First, the reaped rice plants are threshed with a threshing machine. Then the unhulled rice is removed from the ears, collected and temporarily packed into flexible containers. This is thrown into a hopper and sent to a drier where the water or moisture is removed. Next, the husk is removed with a rice huller and turns it to unpolished rice also known as brown rice. After that, the unpolished rice is sorted and weighed by machine and packed in tare. Rice polishing is done just before shipping to keep its freshness. Rice polishing and shipping process often continue through the night because of large customer orders.
Cultivated land after harvesting
There are guests that the urban people consider strange. The swan. They come flying from Siberia to stay over the winter. They say more than ten thousand swans stay in Shonai plain. They pick up ears of grain that have fallen to the ground after harvesting.
About the labor of agriculture
In conventional farming, it is said that nearly 35% of the total cost covers the labor cost. But I am worried that it is very difficult to determine labor cost in accounting terms. I think it is because farmers have their nature that forces them to keep working until their tasks are completed. This goes beyond the limits set by labor laws and they have no control over this. Farmers have a lot of tasks that cannot be postponed and done the following day, or tasks that have to be done immediately. Nevertheless, the results are not proportionate to the hours of labor though undoubtedly there is a correlation between the two. It seems it is not suitable for agriculture to procure labor according to a contract that states “you must work 8 hours a day, 5 days per week for a certain amount of money, certain amount of overtime pay and certain paid holidays.”

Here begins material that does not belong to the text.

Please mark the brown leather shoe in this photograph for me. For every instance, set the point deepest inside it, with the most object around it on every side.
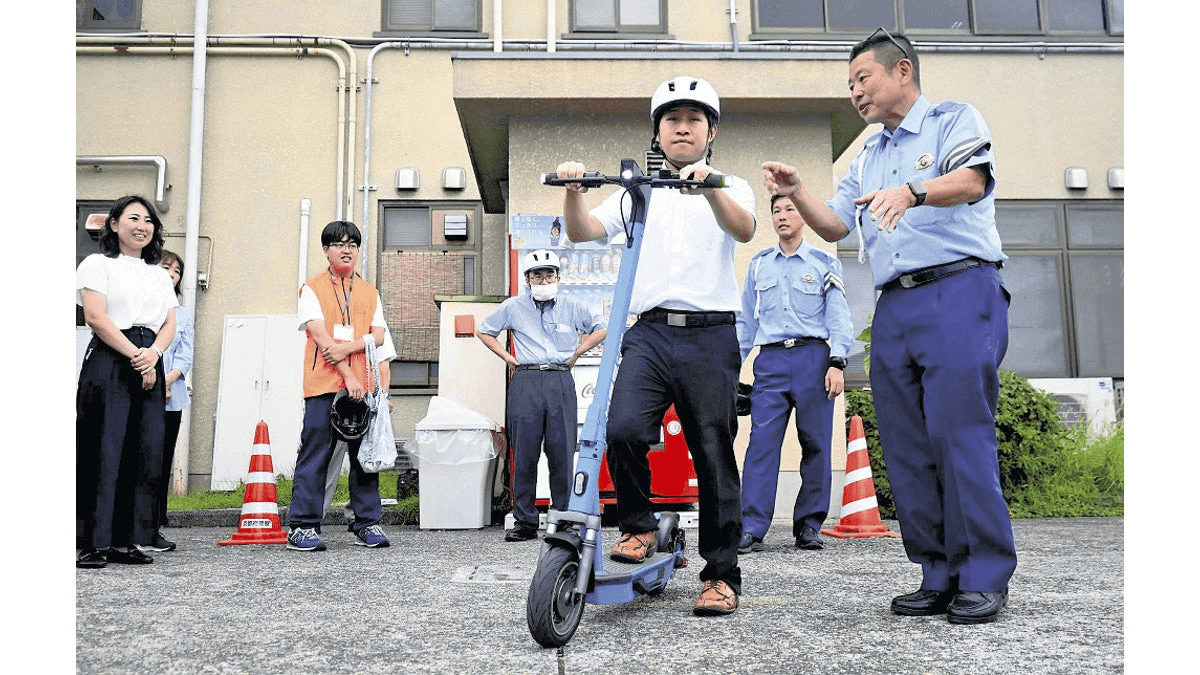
(635, 548)
(717, 598)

General business usually operates confidently in the domain where reasonable action can be taken. They do business based on knowledge that is known. In contrast, agriculture has a lot of unknown things in its domain. Nevertheless, farmers cannot avoid to work in farms due to their fate or mission that require them to produce foods. If they are confronted with difficulties that come from the unknown, they have to tackle them and devote their labor. This is what being a farmer is all about. It is difficult to understand the labor cost of farming.
When we talk about the total cost of agriculture, we must account for the social cost, which is difficult to estimate. The natural environment is damaged by agriculture and the industry has to pay for the recovery cost. If we agree that organic farming does not damage nature the way natural vegetation does, but this is seeking our own interest.
I think we must continue to make an effort to estimate the magnitude of the damage and the restoration cost, however difficult it may be and we must continue to bear this in mind.
While I watch the swans in the paddy fields and look at photos of the blue sky reflected on the surface of a water puddle where rice plants were already removed, an Indian red admiral, Japanese plume grass, unknown flowers and grasses, I am thinking about the work of the farmers.